Die Bundesregierung zeigt sich beunruhigt angesichts des Auftretens einer selbsternannten "Scharia-Polizei" in Wuppertal. Innenminister Thomas de Maizière (CDU) kündigt ein entschiedenes Vorgehen an, Unionspolitiker fordern ein Verbot.

06.09.2014
    Ein Mann blickt auf einen Computer-Bildschirm, auf dem selbsternannte "Scharia-Polizisten" zu sehen sind.
    Die selbsternannte "Scharia-Polizei" in Wuppertal sorgt für Aufregung. (picture alliance / dpa / Oliver Berg)
    "Die Scharia wird auf deutschem Boden nicht geduldet", sagte de Maizière der "Bild"-Zeitung. Bundesjustizminister Heiko Maas (SPD) ergänzte: "Eine illegale Paralleljustiz werden wir nicht dulden." In Wuppertal war eine selbsternannte "Scharia-Polizei" mehrfach nachts durch die Straßen patrouilliert. Dabei handelte es sich nach Angaben der Wuppertaler Polizei um radikalislamische Salafisten, die orangefarbene Westen mit der Aufschrift "Shariah Police" trugen. Sie sollen Passanten vor Diskotheken und Spielcasinos angesprochen und gegängelt haben - stets unter dem Hinweis, dass Alkohol, Glücksspiel und Konzerte nach den Regeln der Scharia, also der islamischen Rechtsordnung, nicht erlaubt seien.

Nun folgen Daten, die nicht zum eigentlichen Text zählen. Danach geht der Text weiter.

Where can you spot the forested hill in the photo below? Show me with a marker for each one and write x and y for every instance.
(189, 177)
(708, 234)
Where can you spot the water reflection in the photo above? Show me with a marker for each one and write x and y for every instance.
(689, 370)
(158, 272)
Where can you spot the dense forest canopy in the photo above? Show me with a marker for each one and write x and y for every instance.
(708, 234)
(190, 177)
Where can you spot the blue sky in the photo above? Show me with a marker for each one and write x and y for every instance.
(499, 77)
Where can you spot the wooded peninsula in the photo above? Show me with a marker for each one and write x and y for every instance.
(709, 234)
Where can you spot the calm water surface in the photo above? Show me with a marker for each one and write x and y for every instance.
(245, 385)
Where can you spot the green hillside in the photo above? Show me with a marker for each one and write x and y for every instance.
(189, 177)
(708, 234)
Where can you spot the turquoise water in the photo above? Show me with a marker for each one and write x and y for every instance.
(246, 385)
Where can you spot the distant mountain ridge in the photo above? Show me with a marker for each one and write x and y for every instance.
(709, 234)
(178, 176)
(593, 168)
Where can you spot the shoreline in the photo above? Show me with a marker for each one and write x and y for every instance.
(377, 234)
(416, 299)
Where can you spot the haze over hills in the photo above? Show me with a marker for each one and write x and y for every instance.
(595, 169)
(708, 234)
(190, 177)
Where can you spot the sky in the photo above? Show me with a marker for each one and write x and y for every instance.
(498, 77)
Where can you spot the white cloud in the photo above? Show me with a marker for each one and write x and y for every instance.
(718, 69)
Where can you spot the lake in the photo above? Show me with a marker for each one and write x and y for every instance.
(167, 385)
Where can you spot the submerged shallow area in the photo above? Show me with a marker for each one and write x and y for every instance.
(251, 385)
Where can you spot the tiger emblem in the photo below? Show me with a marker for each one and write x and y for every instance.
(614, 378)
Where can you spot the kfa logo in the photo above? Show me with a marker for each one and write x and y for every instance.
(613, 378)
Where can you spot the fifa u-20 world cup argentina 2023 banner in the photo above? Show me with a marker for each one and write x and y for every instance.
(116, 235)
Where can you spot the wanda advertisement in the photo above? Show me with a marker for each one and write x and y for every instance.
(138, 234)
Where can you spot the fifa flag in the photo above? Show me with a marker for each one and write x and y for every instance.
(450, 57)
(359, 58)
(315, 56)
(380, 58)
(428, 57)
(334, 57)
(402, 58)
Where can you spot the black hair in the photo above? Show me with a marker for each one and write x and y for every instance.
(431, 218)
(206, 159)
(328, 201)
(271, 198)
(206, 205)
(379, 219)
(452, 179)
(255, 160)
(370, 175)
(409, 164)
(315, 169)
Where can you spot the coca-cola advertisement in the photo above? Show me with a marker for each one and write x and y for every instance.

    Der Zentralrat der Muslime distanzierte sich in deutlichen Worten: "Diese paar Halbstarken sprechen nicht in unserem Namen", sagte der Vorsitzende Aiman Mazyek dem "Tagesspiegel am Sonntag". Die Salafisten betrieben "eine Zweckentfremdung unserer Religion", erklärte Mazyek weiter. "Sie schaden mit dieser schrillen und völlig unsinnigen Aktion den Muslimen ungemein."
    Diskussion um ein Verbot
    Der Vorsitzende der Unionsfraktion im Bundestag, Volker Kauder, forderte in der "Welt am Sonntag" ein Verbot der "vermeintlichen islamischen Tugendwächter". "Für die Einhaltung der öffentlichen Ordnung sorgen unsere Polizisten und nur sie", sagte er. "Wir können auf gar keinen Fall tolerieren, dass selbsternannte 'Scharia-Polizisten' in unseren Straßen patrouillieren und den Leuten vorschreiben wollen, was sie zu tun und zu lassen haben." Gebe es keine Rechtsgrundlage für ein Gebot, müsse diese geschaffen werden, sagte der CDU-Politiker. CSU-Innenexperte Stephan Meyer forderte, Werbung für das islamische Recht der Scharia unter Strafe zu stellen.
    Auch der Vorsitzende des Bundestagsinnenausschusses, Wolfgang Bosbach (CDU), forderte ein hartes Vorgehen: "Das kann ein demokratischer Rechtsstaat nicht tatenlos hinnehmen", sagte er der "Passauer Neuen Presse". Allerdings reiche das bestehende rechtliche Instrumentarium für eine Verfolgung der Täter aus.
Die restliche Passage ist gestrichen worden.